Alpha Circle spans eight lanes. If I was going to make it to the records building before tomorrow night, I’d either have to hump it on over right now or Frogger my way across in the day traffic. I still had a little juice left in me. Not like I was going to sleep anyway, not with the DT’s mucking my rhythm up.
I leaned on the stick and stood. A dull ache had spread from my knee down my leg and since the devil is always in the details, my calf also felt like it had just been massaged by a hammer. “Screw it.” Looking both ways first, I stepped down off the curb. “One lane,” I grunted. Darn it was chilly out. “Two lanes.” A car approached from the left. I couldn’t see it, but the whine of the electric engine was stretching out of the fog. “Three lanes.” I was going to have to huff it faster than this if I didn’t want to end up a pancake.
‘A splat on the pavement!’ Castor bleeped from the other side of the road five lanes ahead. ‘Come on down, you’re the next victim under The Wheels of Misfortune. Ha!’
Just to make sure I didn’t satisfy Castors sadistic hopes and dreams, I scurried forward. As I was crossing the seventh into the eighth and final lane, the car zoomed past behind me. I scrambled up onto the curb on the other side of Alpha Circle and blew Castor a kiss.
The spook snorted and shuffled away to inspect the stone-encased trash can.
A bench caught my rump. With my jittering right hand I wiped sweat from my forehead, though it seemed pointless; my whole body was doing the mambo now.
Castor thrust his head straight into the trash—which gave me an idea. “Hey Cas?”
‘Hey yourself, bony,’ he said, head still inside the receptacle.
‘Kind of busy here. Look at that, some dingbat tossed a perfectly good burrito. What a bunch of wastrels skulking around these days.

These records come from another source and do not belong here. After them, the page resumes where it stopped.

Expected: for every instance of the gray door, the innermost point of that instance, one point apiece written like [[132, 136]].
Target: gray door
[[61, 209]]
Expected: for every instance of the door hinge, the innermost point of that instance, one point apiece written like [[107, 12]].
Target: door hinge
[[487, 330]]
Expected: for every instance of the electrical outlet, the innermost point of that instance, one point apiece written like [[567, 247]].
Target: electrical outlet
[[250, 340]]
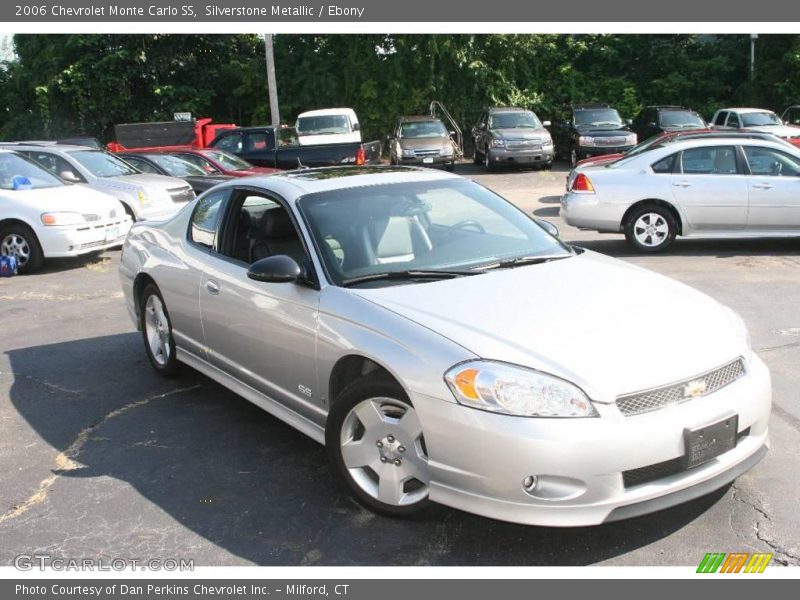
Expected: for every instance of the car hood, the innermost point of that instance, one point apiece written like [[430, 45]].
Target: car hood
[[520, 133], [608, 326], [140, 181], [70, 198], [425, 143]]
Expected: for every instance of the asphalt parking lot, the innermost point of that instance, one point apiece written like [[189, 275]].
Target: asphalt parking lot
[[99, 457]]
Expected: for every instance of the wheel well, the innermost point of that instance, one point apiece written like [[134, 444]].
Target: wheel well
[[349, 369], [141, 282], [653, 202]]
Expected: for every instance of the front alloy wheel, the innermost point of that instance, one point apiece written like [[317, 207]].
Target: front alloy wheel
[[375, 443], [651, 229]]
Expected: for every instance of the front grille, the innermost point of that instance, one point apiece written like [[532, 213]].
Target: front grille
[[181, 194], [660, 470], [683, 391], [612, 141]]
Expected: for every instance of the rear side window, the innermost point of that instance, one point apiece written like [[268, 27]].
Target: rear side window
[[712, 160], [205, 219], [665, 165]]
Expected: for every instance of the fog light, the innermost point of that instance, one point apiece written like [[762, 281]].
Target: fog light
[[529, 483]]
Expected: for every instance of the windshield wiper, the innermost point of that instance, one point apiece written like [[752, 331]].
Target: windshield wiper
[[409, 274], [523, 261]]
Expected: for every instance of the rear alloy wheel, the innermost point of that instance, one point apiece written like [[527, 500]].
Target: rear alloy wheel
[[157, 333], [20, 242], [375, 444], [651, 229]]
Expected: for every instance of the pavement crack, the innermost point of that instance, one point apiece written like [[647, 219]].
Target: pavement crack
[[66, 460], [781, 555]]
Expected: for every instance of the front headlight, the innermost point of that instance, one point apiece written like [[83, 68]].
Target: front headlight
[[62, 218], [502, 388]]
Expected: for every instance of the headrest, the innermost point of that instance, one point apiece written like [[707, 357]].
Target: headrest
[[276, 223]]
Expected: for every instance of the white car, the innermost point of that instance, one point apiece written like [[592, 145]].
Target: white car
[[755, 119], [720, 187], [144, 195], [328, 126], [43, 217]]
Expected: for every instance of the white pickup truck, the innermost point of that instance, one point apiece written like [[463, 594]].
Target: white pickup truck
[[328, 126]]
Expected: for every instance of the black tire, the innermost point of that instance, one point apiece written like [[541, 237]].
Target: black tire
[[167, 366], [636, 233], [19, 240], [377, 385]]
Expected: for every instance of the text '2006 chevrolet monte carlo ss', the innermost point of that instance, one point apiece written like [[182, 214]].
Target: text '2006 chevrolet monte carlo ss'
[[446, 347]]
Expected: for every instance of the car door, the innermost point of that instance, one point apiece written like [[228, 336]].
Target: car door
[[710, 188], [262, 334], [774, 189]]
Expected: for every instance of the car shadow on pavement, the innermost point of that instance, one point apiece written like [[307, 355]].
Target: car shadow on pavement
[[617, 246], [205, 462]]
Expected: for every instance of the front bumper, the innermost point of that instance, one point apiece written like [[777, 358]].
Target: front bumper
[[590, 151], [542, 155], [75, 240], [478, 460]]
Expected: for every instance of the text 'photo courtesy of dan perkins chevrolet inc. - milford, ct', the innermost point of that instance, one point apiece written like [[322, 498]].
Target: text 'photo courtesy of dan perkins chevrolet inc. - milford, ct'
[[209, 10]]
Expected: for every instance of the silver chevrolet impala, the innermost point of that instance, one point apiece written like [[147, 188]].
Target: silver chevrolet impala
[[447, 348]]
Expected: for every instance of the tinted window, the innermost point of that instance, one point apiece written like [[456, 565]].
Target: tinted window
[[231, 142], [205, 219], [772, 163], [720, 160], [665, 165]]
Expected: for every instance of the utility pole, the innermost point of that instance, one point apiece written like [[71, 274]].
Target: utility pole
[[275, 114]]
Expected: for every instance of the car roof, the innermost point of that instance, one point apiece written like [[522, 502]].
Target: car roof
[[418, 118], [745, 110], [308, 181]]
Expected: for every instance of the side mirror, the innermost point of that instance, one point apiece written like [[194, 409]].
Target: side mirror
[[275, 269], [547, 226], [69, 176]]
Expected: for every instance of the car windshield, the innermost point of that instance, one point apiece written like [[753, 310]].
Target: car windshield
[[681, 118], [423, 129], [598, 116], [430, 226], [516, 119], [323, 124], [760, 119], [177, 167], [228, 160], [17, 172], [102, 164]]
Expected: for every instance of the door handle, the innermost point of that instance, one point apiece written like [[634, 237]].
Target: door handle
[[212, 287]]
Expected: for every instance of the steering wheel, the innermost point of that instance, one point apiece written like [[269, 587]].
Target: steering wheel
[[463, 225]]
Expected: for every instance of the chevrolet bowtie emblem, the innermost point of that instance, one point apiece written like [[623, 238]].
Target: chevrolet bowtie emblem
[[695, 388]]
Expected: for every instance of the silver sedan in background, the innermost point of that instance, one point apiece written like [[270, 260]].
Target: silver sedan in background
[[446, 347], [717, 187]]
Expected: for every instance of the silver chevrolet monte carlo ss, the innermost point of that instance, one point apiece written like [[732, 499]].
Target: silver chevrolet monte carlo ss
[[446, 347]]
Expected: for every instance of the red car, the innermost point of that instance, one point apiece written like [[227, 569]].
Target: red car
[[220, 162]]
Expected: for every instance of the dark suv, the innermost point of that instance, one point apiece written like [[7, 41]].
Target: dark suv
[[592, 130], [655, 120], [511, 136]]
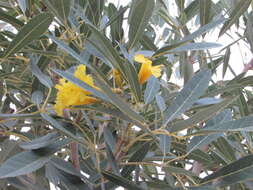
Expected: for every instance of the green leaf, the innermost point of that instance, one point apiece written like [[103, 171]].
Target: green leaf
[[199, 141], [27, 162], [160, 102], [226, 62], [243, 124], [194, 47], [238, 171], [11, 20], [109, 138], [121, 181], [202, 30], [205, 11], [141, 12], [59, 126], [188, 95], [103, 45], [43, 78], [111, 159], [137, 156], [60, 9], [29, 32], [121, 104], [238, 10], [165, 143], [64, 166], [70, 77], [37, 97], [152, 88], [202, 115], [132, 78], [113, 112], [40, 142]]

No one wasted food in my day.’
“Cas.” You have to say a spooks’ name often, or you’ll lose his attention. “How would you like to snoop on someone, maybe get him in trouble?”
He raised his head out of the bin.
Bingo.
I laid it out for him, careful to explain the danger he’d be in and the danger he be putting Ash in. Back when his pulse still pumped and he weighed more than a glass of air, Castor had been an Iconocop, so if there was anyone he despised more than me, it was the Morai. Shoot, he’d probably hunted down their parents, the original Morai back during the Purge. Maybe that was how he’d gotten himself eternally buggered. So this was like his chance for revenge.

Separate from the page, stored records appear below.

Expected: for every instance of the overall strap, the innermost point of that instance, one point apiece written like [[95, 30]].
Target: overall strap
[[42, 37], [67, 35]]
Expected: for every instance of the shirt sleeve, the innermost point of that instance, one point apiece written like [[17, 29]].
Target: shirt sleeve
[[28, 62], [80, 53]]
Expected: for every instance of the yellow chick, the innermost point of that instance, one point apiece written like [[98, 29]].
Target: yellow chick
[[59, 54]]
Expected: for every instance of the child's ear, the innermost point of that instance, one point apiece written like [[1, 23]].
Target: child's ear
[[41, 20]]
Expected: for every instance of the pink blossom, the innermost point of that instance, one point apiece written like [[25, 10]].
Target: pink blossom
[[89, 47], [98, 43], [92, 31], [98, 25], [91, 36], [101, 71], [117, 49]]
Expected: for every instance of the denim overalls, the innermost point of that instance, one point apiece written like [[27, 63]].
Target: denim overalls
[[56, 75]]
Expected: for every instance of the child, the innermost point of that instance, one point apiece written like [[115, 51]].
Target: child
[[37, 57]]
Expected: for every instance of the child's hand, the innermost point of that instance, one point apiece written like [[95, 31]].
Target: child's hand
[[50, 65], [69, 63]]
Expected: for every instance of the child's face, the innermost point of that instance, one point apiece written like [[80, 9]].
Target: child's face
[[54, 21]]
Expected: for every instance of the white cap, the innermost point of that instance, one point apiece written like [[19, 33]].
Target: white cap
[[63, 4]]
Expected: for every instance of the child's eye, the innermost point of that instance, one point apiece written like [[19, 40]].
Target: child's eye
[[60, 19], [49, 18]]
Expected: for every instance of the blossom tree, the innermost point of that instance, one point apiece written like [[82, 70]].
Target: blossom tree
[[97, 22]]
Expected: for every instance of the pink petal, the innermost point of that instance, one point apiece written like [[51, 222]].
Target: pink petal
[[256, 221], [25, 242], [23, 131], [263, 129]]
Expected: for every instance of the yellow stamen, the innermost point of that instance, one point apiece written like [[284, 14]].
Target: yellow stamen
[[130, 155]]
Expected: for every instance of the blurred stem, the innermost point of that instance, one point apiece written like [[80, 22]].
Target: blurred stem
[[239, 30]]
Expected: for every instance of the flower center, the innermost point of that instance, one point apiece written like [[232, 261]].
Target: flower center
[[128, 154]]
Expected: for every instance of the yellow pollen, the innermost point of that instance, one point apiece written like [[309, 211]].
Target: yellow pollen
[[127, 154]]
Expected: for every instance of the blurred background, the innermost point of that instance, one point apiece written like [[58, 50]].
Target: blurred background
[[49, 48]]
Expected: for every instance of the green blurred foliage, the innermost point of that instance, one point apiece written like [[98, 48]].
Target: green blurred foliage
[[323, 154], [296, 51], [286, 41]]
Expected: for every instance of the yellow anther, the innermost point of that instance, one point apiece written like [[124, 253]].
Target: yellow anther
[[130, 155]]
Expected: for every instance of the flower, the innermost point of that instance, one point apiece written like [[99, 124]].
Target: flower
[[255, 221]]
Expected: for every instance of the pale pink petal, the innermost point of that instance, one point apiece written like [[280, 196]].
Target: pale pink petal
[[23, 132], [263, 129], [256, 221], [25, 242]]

Without dragging it out—because that would’ve been a dull old time—Castor flickered and winked out of sight. As I rose from my bench I smiled. The spook was no doubt already hovering around Ash; the spooks’ ability to use Limbo as a sort of whiz-bang conduit from one place to another was absolute dynamite, sure as sure.

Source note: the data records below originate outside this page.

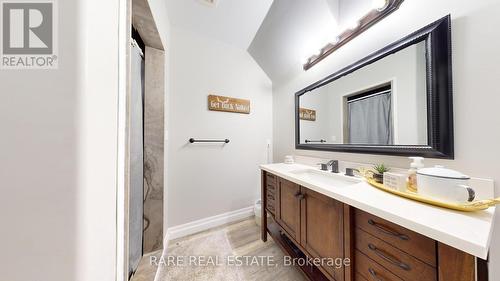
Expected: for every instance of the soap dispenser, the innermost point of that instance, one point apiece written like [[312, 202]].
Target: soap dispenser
[[418, 163]]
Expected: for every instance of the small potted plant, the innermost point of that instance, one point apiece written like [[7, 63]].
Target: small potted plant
[[379, 171]]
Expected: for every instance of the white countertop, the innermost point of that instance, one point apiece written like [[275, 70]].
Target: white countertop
[[469, 232]]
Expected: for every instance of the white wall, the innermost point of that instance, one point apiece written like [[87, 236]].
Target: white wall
[[160, 15], [58, 154], [475, 75], [207, 180]]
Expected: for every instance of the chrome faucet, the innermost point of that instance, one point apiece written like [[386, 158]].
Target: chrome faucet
[[334, 164], [350, 171]]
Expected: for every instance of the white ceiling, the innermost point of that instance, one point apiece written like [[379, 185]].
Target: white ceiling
[[234, 22], [294, 30]]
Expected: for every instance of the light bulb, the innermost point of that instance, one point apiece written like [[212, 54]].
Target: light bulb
[[354, 25], [379, 4]]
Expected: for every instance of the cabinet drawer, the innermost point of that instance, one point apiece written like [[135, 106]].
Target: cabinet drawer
[[359, 277], [271, 188], [271, 179], [406, 240], [370, 270], [398, 262]]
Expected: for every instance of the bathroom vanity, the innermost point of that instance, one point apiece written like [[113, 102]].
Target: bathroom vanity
[[378, 236]]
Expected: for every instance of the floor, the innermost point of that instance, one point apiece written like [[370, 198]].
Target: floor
[[231, 252]]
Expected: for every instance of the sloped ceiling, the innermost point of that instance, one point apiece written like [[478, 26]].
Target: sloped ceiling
[[234, 22], [293, 30]]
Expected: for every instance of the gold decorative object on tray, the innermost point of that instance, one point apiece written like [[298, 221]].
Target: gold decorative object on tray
[[466, 207]]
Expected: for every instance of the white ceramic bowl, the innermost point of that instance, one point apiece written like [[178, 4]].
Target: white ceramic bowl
[[444, 184]]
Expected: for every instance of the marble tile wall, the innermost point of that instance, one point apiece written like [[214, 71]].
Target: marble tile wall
[[153, 150]]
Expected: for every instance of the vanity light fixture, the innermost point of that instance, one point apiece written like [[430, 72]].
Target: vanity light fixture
[[380, 9]]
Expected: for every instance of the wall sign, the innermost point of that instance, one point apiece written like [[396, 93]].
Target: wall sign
[[228, 104], [307, 114]]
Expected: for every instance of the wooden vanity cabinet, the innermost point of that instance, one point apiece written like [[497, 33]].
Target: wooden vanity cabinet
[[288, 208], [314, 222], [321, 227]]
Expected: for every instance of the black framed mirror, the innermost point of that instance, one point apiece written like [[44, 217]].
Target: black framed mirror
[[396, 101]]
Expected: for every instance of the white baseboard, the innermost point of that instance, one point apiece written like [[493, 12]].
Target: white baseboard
[[207, 223]]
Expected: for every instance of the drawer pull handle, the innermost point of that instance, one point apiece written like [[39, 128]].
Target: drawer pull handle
[[299, 195], [389, 259], [374, 274], [386, 230]]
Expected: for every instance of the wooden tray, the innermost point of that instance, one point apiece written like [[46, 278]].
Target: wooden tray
[[466, 207]]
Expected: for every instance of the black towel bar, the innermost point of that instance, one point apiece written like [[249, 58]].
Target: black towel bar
[[192, 140]]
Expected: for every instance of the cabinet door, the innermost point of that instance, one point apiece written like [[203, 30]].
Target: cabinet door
[[288, 213], [322, 229]]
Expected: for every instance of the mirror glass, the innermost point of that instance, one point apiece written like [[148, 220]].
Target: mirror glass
[[383, 103]]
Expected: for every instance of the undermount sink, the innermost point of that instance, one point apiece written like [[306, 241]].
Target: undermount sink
[[326, 178]]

I stretched and turned to follow the sidewalk down 151st Street. It was still too dark to see to the end, but the arc-lamps standing every one-hundred feet or so stretched into the darkness. This was going to take all night and I needed someplace to sleep now. A straight-backed wooden bench nestled on the edge of an eight lane trafficker just wasn’t going to cut it.
A few hundred ticks passed as I doddered down the street, whispers of relaxing music slipping out from someone’s bedroom stereo. Trickling stream. Babbling brook. Mumbling river. I couldn’t enjoy it due to the chill nibbling at my extremities. Breath clouds lingered like comic book word bubbles.
It must’ve been near midnight by the time I reached the opposite end of 151st Street. I was halfway into a fresh fantasy about Izzy when I reached the crosswalk. It was busier here along Alpha Circle, a car or truck or big rig passing every twenty to thirty ticks. So instead of pulling a Frogger, I waited for the red LED hand to flash green. In retrospect, I should’ve hitched my pants and sped across. As it was, I waited just long enough to allow her to saunter up to me.